As well as giving students an opportunity to visualise 3-D solids, this problem provokes the need for students to work systematically. Counting the winning lines in an ad hoc way will result in double-counting or missed lines, with students getting many different answers. It is only by working in a systematic way that students can convince themselves that their answer is correct. By offering a variety of methods, we hope students will evaluate the merits of the different approaches, and recognise the power of methods which make it possible to generalise.

*These printable worksheets may be useful: Marbles in a Box*

*Marbles in a Box - Methods*

"If I played a game of noughts and crosses, there are eight different ways I could make a winning line. I wonder how many different ways I could make a winning line in a game of three-dimensional noughts and crosses?"

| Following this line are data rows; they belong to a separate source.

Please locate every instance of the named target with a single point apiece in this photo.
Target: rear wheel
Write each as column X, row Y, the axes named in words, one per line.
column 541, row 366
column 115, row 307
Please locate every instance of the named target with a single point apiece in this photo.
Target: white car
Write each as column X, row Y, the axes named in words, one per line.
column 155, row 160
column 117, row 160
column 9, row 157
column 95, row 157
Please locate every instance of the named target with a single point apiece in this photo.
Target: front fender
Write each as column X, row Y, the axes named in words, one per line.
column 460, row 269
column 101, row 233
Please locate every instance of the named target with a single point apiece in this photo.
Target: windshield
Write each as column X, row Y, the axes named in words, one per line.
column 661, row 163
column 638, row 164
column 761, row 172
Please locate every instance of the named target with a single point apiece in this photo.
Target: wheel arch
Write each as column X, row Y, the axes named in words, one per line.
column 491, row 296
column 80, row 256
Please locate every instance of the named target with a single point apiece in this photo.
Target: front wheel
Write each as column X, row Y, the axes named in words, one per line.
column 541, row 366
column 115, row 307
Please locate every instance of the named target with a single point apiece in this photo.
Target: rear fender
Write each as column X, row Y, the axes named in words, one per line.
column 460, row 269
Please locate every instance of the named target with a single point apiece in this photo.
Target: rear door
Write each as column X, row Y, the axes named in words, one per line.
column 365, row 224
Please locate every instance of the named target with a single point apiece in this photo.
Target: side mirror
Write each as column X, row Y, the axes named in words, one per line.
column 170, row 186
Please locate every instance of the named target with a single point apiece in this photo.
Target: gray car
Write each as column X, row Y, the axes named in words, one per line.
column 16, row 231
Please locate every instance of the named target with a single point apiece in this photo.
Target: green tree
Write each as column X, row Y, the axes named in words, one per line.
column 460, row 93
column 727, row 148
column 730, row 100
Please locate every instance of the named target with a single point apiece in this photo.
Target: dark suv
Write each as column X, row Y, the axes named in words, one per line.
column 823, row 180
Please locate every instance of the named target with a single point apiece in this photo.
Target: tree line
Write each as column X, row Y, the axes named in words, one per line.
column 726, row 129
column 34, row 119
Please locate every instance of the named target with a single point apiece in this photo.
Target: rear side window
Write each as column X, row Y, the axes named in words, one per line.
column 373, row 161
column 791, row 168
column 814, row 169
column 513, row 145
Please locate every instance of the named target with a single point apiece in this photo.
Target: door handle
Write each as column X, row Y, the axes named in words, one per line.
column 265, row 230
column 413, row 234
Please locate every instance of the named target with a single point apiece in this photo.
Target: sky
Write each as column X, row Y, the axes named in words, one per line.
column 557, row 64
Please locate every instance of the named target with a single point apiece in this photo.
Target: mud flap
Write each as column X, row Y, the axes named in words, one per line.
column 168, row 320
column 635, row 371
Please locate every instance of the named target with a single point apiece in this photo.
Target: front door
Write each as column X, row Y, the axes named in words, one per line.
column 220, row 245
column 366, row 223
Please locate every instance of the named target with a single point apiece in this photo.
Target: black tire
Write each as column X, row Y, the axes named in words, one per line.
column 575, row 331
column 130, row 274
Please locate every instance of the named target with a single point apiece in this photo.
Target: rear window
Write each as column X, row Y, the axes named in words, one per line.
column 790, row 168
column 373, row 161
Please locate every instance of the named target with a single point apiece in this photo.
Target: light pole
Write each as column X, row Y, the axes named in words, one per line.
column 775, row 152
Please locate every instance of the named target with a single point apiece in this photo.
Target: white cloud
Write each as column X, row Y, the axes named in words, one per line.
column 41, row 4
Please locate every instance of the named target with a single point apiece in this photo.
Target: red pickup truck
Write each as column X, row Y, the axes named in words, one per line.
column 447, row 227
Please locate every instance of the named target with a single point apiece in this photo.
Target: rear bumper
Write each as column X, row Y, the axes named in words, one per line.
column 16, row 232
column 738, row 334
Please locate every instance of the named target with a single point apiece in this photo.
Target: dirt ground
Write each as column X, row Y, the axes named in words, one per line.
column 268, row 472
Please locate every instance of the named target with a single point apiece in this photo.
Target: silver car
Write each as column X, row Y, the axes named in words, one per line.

The image from the problem could be used to show one example of a winning line.

Give students time to discuss with their partners and work out their answers. While they are working, circulate and observe the different approaches that students are using, and challenge them to explain any dubious reasoning. After a while, stop the group to share their results, perhaps writing up all their answers on the board (it is likely that there will be disagreement!).

"It's often difficult to know we have the right answer to a problem like this, because there is a danger of missing some lines or counting some lines twice. Here are the systematic methods that four people used to work out the number of winning lines. For each method, try to make sense of it, and then adapt it to work out the number of winning lines of 4 marbles in a 4 by 4 by 4 cube."

"Once you have adapted the methods for a 4 by 4 by 4 cube, have a go at working out what would happen with some larger cubes, and perhaps try to write down algebraically how many lines of n marbles there would be for an n by n by n cube."

Bring the class together and invite students to present their thinking, by asking them to explain how to work out the number of winning lines in a 10 by 10 by 10 version of the game.

Finally, work together on creating formulas using each method for the number of winning lines in an n by n by n game (or gather together on the board the algebraic expressions they found earlier) and verify that they are equivalent.

How would you extend Caroline's (or Grae's or Alison's or James') method to count the number of winning lines in a 4 by 4 by 4 cube?

Extend the cubic 'grid' to a cuboid, possibly 4 by 3 by 3 to start with, and ultimately $n$ by $m$ by $p$, always looking for lines of 3 - unless students want to look for other length lines (they could look for lines of 2 on the 3 by 3 by 3 grid).